China’s trade war retaliation strategy, which is aimed at economically targeting President Donald Trump’s rural voting base, took two huge hits this month. South Korea ended its four-year rice ban on Nov. 19 and agreed to allow rice imports of at least 132,304 tons annually. Shortly thereafter, Japanese Prime Minister Shinzo Abe overcame opposition in the Lower House for a potentially huge American beef, pork and corn import deal.
China has employed a sophisticated U.S. voter targeting methodology to maximize the economic pain of its retaliatory trade war tariffs in so-called U.S. “battleground” counties that President Trump will need to win in the 2020 elections, according to a study by the U.S. Bureau of Economic Research.
There has been an uptick in farm bankruptcies, mostly due to weather issues, but the U.S. Department of Agriculture forecasts 2019 farm income will increase by $4 billion, or 4.8 percent, to $88 billion in 2019, after rising in both 2017 and 2018. The USDA report added that 2019 farm income will be in the top 30 percent after inflation.
The Chinese strategy has inflicted substantial economic pain on its own households, with China food inflation rising from 11.2 percent in September to 15.5 percent in October, the highest since January 2008. Bloomberg warned that China’s monthly consumer inflation surged past 3 percent in September and could exceed 4 percent in early 2020 on the back of surging pork and other meat prices.
The ratio of Chinese household debt to gross domestic product rose by 2.1 percentage points in the first six months of 2019 to 55.3 per cent, according to Beijing think tank National Institution for Finance and Development. With China accounting for 15 percent of global debt, NIFD warned the strain of heavy debt and high inflation is hurting consumption.
Domestic inflation is credited with forcing China on Nov. 13 to lift its almost six-year ban on U.S. poultry imports that was valued by U.S. Trade Representative Robert Lighthizer and Secretary of Agriculture Sonny Perdue at “more than $1 billion worth of poultry and poultry products each year.”
The last World Trade Organization (WTO) agreement covering Korean rice exports expired in 2014. Under the new rice deal, the first 408,700-ton import tariff-rate quota will fall from 513 percent to 5 percent.

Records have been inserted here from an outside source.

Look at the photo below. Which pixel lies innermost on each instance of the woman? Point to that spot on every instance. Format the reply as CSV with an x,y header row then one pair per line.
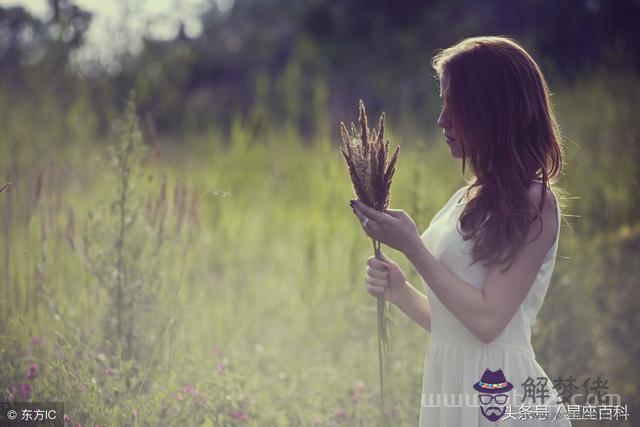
x,y
487,256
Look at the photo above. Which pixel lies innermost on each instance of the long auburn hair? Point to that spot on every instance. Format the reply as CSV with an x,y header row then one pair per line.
x,y
503,117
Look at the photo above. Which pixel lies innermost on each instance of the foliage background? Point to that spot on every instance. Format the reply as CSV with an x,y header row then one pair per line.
x,y
240,266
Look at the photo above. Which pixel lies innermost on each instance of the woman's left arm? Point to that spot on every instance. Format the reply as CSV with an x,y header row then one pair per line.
x,y
487,311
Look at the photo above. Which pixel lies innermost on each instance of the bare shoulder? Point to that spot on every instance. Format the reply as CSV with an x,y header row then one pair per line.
x,y
548,213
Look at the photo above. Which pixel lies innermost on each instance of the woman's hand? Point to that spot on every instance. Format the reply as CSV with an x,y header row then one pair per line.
x,y
393,227
385,278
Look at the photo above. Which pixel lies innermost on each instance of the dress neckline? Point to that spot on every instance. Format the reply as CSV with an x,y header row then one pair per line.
x,y
463,201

With only 388,700 tons of rice imports subject to U.S., Australia, China, Thailand, and Vietnam specific quotas under WTO Plurilateral Agreements, U.S. rice farmers have export potential for another 20,000 tons.

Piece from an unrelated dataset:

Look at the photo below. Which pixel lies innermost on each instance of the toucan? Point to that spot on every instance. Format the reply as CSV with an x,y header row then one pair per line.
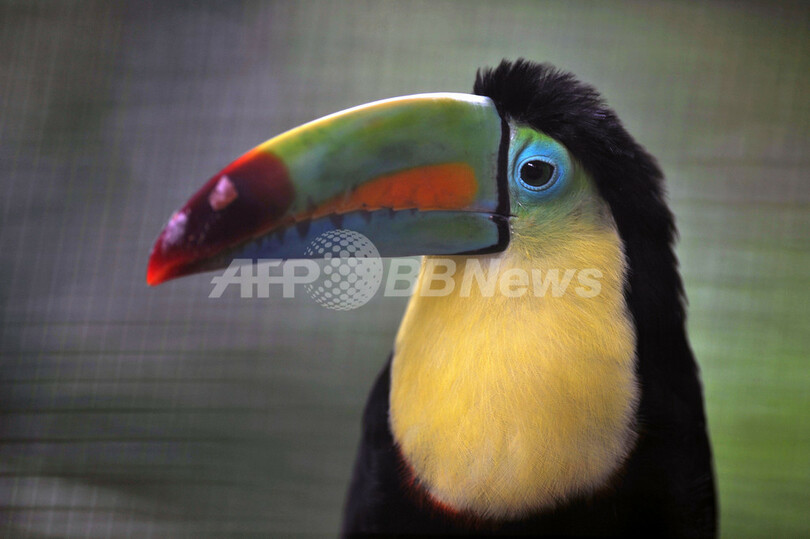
x,y
525,411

Under the Japanese agricultural deal that is expected to clear the Upper House and be signed by Prime Minister Abe on Dec. 9, Japan will gradually lower its 38.5 percent tariff on U.S. beef to 9 percent and remove or reduce its tariffs on U.S. pork. The agreement also covers greater access for American cheese, wine and wheat exports to Japan.
The United States agreed to remove or reduce tariffs on some types of manufacturing equipment as well as for other industrial products, including parts for air conditioners and train locomotives and railcars from Japan.
But the Trump administration did not remove the 2.5 percent tariff on all Japanese car exports to the United States—a U.S. key concession the Obama administration offered Japan for approval of the Trans-Pacific Partnership. President Trump abandoned TPP because he believed it was bad for U.S. workers and the economy, and has refused to discuss auto tariffs as long as Japan continues to hammer U.S. auto parts exports to Japan with up to 80 percent tariffs.
U.S. Senator Cindy Hyde-Smith (R-Miss.) welcomed the news of both the rice agreement with South Korea and poultry agreement with China “that will benefit Mississippi agriculture directly.” She stated that with Mississippi being America’s sixth largest rice producer and fifth largest poultry producer, the deals could bring over $100 million to the State of Mississippi.